ST. PAUL — State lawmakers said they want to make sure restaurants, bars and other businesses affected by COVID-19 executive orders would still be able to receive liquor deliveries even if they have tax delinquencies associated with the pandemic.

The House Tax Committee on Wednesday, April 8, unanimously voted in support of a bill that would let the Department of Revenue Commissioner avoid posting a public notice about businesses that failed to pay sales and use or franchise taxes if they were adversely affected by Minnesota's executive orders closing bars, restaurants and areas of public amusement.

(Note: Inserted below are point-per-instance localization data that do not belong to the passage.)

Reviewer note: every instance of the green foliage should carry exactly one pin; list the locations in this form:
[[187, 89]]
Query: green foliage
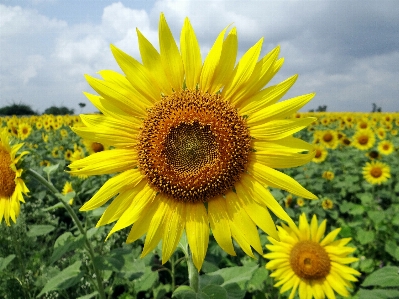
[[17, 109]]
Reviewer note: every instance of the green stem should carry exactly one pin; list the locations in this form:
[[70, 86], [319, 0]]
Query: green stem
[[193, 275], [90, 250]]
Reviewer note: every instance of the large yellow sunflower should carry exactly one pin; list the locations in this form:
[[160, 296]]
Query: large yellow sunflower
[[11, 184], [195, 144], [303, 261]]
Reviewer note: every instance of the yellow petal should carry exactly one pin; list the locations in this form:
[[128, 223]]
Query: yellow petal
[[138, 76], [258, 213], [225, 67], [191, 55], [259, 77], [330, 237], [242, 222], [152, 61], [197, 231], [105, 162], [279, 110], [137, 206], [170, 56], [264, 197], [271, 177], [219, 222], [211, 62], [279, 129], [242, 73], [281, 159], [266, 97], [122, 98]]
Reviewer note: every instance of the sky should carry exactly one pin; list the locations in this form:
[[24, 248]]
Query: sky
[[345, 51]]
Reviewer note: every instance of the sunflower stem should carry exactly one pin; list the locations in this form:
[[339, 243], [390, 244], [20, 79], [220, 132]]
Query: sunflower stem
[[193, 274], [71, 212]]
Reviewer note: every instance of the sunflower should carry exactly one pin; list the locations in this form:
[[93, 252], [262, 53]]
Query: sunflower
[[11, 184], [195, 143], [68, 189], [363, 139], [328, 175], [24, 130], [303, 262], [376, 172], [329, 138], [320, 153], [385, 147], [327, 204]]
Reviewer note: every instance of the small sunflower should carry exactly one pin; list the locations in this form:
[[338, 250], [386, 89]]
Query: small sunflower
[[376, 172], [327, 204], [320, 153], [329, 138], [11, 184], [363, 139], [194, 143], [328, 175], [24, 131], [68, 189], [303, 262], [385, 147]]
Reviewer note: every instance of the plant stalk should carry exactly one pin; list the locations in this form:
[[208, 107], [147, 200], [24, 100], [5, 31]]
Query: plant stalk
[[89, 247]]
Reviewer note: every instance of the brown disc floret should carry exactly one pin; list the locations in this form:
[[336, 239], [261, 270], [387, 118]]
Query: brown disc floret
[[193, 146]]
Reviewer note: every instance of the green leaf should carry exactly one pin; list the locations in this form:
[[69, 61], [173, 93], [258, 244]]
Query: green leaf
[[392, 248], [364, 236], [384, 277], [378, 294], [66, 242], [214, 292], [184, 292], [50, 169], [39, 230], [239, 275], [65, 279], [4, 261], [91, 295]]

Businesses that can't pay their taxes are posted by the department and are not allowed to receive deliveries of alcoholic beverages from manufacturers or distributors. But as business owners attempt to weather the new restrictions, especially after executive orders lift, they should have some flexibility to keep stocking alcoholic beverages even if they're late in paying their taxes.

The plan wouldn't waive a business' requirement to pay, Rep. Paul Marquart, D-Dilworth, said. Marquart said he brought the plan to help business late filing taxes to "keep them afloat during this unheard of emergency." He said he'd not yet heard from Senate Republicans but believed the bill could pass both chambers as early as April 14.

“We need to get people across the bridge during this time and into a recovery mode," he said.

But other lawmakers said they anticipated the executive orders, including an extension of the state's stay at home order, could sink Minnesota restaurants and bars before they could re-emerge.

“The governor’s orders are going to be putting people totally out of business,” Rep. Greg Davids, R-Preston, said. “Delay [the postings] all you want, they’re not in business anymore."

The Minnesota Licensed Beverage Association spoke in support of the proposal.